The suppurating sores of decaying capitalism have once again seeped through the thin cloth woven of propaganda which keeps them semi-obscured most of the time. In the week beginning 21 January 2008, stock markets crashed all over the world and the appalling rottenness of the system was lit up in a glare of publicity. On the Monday alone, £77bn was wiped off the value of the FTSE 100 companies quoted on the London Stock Exchange – more than £1,000 for every man, woman and child in this country.
The trigger for the crash appears to have been the creditworthiness downgrading in the US of a top insurance underwriter, Ambac, a company that insured the value of bonds based on loans to consumers (this activity apparently being known as ‘monoline’ insurance), including the dreaded subprime loans. Having had to pay out unprecedented amounts as a result of the subprime crisis, it was itself in some trouble, but, even worse, all the bonds it had insured were necessarily downgraded in value too!
Tim Price, writing in the Financial Times, pointed out: “A deterioration in corporate credit quality, and in particular the credit quality of the monoline insurers, now raises the likelihood of institutional defaults, counterparty failure and some sizeable dominoes toppling – possibly several hundred billion dollars’ worth of them.” It is no wonder that the Ambac downgrade led market speculators to rush to sell their shares on the day the news broke – Friday 18 January, while the New York stock exchange was still open but after the London Stock Exchange had closed – bringing prices tumbling down.
The weekend intervened and then it was the turn of Europe and the East to suffer two days of spectacular market turbulence. This eased for the time being on the US Federal Reserve holding an emergency meeting on the 23rd to decide on “an unprecedented 0.75 per cent interest rate cut”, the idea being that this would give Americans more money to spend, thereby easing the general crisis of overproduction, reducing the (considerable) risks of debt default, and generally giving the American economy a boost to help it out of the doldrums.

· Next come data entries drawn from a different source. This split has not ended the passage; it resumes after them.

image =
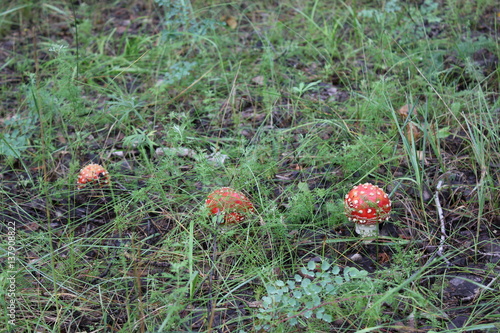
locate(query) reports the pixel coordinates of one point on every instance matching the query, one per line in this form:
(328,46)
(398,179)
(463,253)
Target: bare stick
(441,220)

However, it was very low US interest rates that caused the general crisis of overproduction to express itself as the subprime crisis in the first place. The Federal Reserve would appear to take the unscientific view that the best cure for a hangover is the proverbial ‘hair of the dog’!
The underlying crisis of overproduction caused by the fact that the vast masses of the world’s people are too impoverished to purchase the ever increasing volume of products resulting from the incessant economic ‘growth’ of capitalism remains, whether or not the stock markets stabilise. Because of this, a huge number of the world’s business enterprises will be forced to close, impoverishing the working masses even further.
This will be the underlying reality regardless whether businesses appear to collapse because of inflation wiping out their profits or because of inability to recapitalise through loans to continue in production.
The impoverishment takes the form of lost jobs, lost careers, decimated pensions, lost opportunities, in fact, loss of access to everything necessary for a fulfilling life – even, for many, sufficiency of the most basic essentials. To use the expression of Anthony Hilton, the Financial Editor of the Evening Standard, “That is the price you pay for capitalism.”
The question is: How much longer? How long will the world proletariat and peasantry be prepared to go on suffering?